I failed to mention this yesterday, but I have a new “schedule” for this blog. Rather than doing outfits everyday, I’m mixing it up. Monday is random day (thoughts, tips, tutorials, etc.). Wednesday is an outfit, and Friday is weekend links. Hopefully this will keep things a little more interesting (and keep me blogging – sorry for the long absence!)
Today I’m going to give you some tips on mixing patterns and textures. Most of the photos I’m giving as examples are pulled from my Pinterest board, so take a look at that for more inspiration. Also, each image below links to the original article/blog where the image was published, so click on them to see more.
1. Keep one subtle, make the other pop. This way one works as more of a solid than a pattern. For example, these two skirts have a pattern/texture, but they’re one color so you only see it when you’re close. It’ll add interest but it won’t clash. The same with the sweater—it’s a solid color with suble knitted patterns, so it still works with the bold floral pants.

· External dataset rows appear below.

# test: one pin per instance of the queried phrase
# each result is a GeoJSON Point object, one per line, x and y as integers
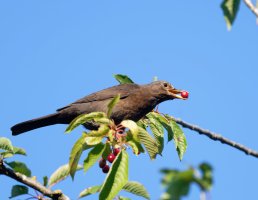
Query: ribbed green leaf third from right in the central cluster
{"type": "Point", "coordinates": [149, 143]}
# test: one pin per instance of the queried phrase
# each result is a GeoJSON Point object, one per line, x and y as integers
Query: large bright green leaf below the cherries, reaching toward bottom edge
{"type": "Point", "coordinates": [116, 178]}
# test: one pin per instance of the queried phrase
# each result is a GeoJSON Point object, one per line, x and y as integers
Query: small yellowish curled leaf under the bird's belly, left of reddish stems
{"type": "Point", "coordinates": [95, 137]}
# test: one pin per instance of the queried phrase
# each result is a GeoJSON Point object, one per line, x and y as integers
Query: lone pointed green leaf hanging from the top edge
{"type": "Point", "coordinates": [230, 10]}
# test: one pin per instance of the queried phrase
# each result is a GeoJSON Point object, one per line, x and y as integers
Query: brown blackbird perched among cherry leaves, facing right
{"type": "Point", "coordinates": [135, 102]}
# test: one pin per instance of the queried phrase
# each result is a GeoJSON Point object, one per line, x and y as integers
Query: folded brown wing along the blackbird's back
{"type": "Point", "coordinates": [123, 89]}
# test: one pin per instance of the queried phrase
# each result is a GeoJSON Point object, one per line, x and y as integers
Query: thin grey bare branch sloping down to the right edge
{"type": "Point", "coordinates": [217, 137]}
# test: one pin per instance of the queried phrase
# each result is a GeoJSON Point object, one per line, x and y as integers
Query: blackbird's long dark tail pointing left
{"type": "Point", "coordinates": [35, 123]}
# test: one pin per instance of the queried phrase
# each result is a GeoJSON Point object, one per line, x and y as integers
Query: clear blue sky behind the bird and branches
{"type": "Point", "coordinates": [54, 52]}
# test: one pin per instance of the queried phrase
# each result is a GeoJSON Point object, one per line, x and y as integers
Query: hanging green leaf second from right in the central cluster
{"type": "Point", "coordinates": [157, 130]}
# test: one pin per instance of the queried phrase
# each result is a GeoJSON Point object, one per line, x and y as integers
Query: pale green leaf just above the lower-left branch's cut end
{"type": "Point", "coordinates": [60, 174]}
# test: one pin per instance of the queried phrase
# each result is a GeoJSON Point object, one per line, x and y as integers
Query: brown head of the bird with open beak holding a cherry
{"type": "Point", "coordinates": [165, 91]}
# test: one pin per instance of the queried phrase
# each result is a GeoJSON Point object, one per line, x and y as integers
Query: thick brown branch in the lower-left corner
{"type": "Point", "coordinates": [55, 195]}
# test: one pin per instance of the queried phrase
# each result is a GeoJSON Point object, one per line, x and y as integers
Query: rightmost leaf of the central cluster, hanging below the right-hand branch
{"type": "Point", "coordinates": [179, 139]}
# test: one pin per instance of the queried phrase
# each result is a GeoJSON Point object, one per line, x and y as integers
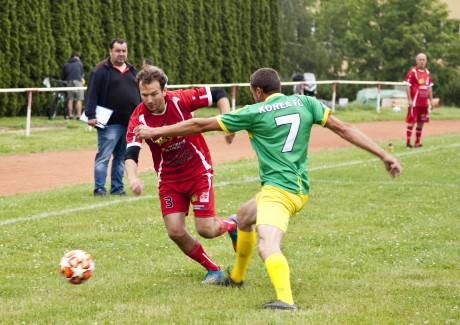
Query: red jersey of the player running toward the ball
{"type": "Point", "coordinates": [179, 158]}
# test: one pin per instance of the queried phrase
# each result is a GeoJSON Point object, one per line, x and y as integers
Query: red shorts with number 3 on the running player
{"type": "Point", "coordinates": [177, 197]}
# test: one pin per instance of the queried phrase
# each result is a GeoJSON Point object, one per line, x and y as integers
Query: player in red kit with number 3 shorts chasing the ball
{"type": "Point", "coordinates": [183, 164]}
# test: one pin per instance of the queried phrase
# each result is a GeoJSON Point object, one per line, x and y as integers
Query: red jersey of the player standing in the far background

2. Mix patterns and textures that are the same color or in the same color range. Be careful with this one. The color needs to be a near exact match or different enough to look intentional. Also, keep the patterns or textures pretty different—don’t mix a small pink floral with a different small pink floral. Megan from feathers and Freckles wore this dress that mixes 2 ivory patterns—a pleat and a lace. This could easily be recreated with a pleated skirt and a lace top. The above outfit (floral pants) follows this rule well, too. Both the top and the pants are muted colors, and the pattern/texture of the sweater is very different from the floral of the pants.
3. Mix patterns and textures that suggest the same season. Don’t wear an autumny tweed (olives, burnt oranges, browns) with a bright summery floral or, say, yellow gingham. Follow this lady’s example. She’s wearing a autumny tweed with floral, but the colors of the floral are more autumny as well—navy, mustard yellow, plum(ish) purple. The large size of the floral paired with the suble texture of the tweed also follow rule 1 nicely.
4. Tweed/wool is a good place to start. Most tweeds have a subtle pattern or color variation that looks solid when you blur your eyes. Work with them as a solid and they’re easy. Tights are another fun thing to try. There are lots of options with patterns/textures, but most are just one color—try ribbed, dots, or lace. Lastly, scarves (or any add on accessory, really) are great. Pair a knitted scarf with a patterned top to add some texture, or add a floral or striped scarf (or purse) over a sweater or tweed to add pattern.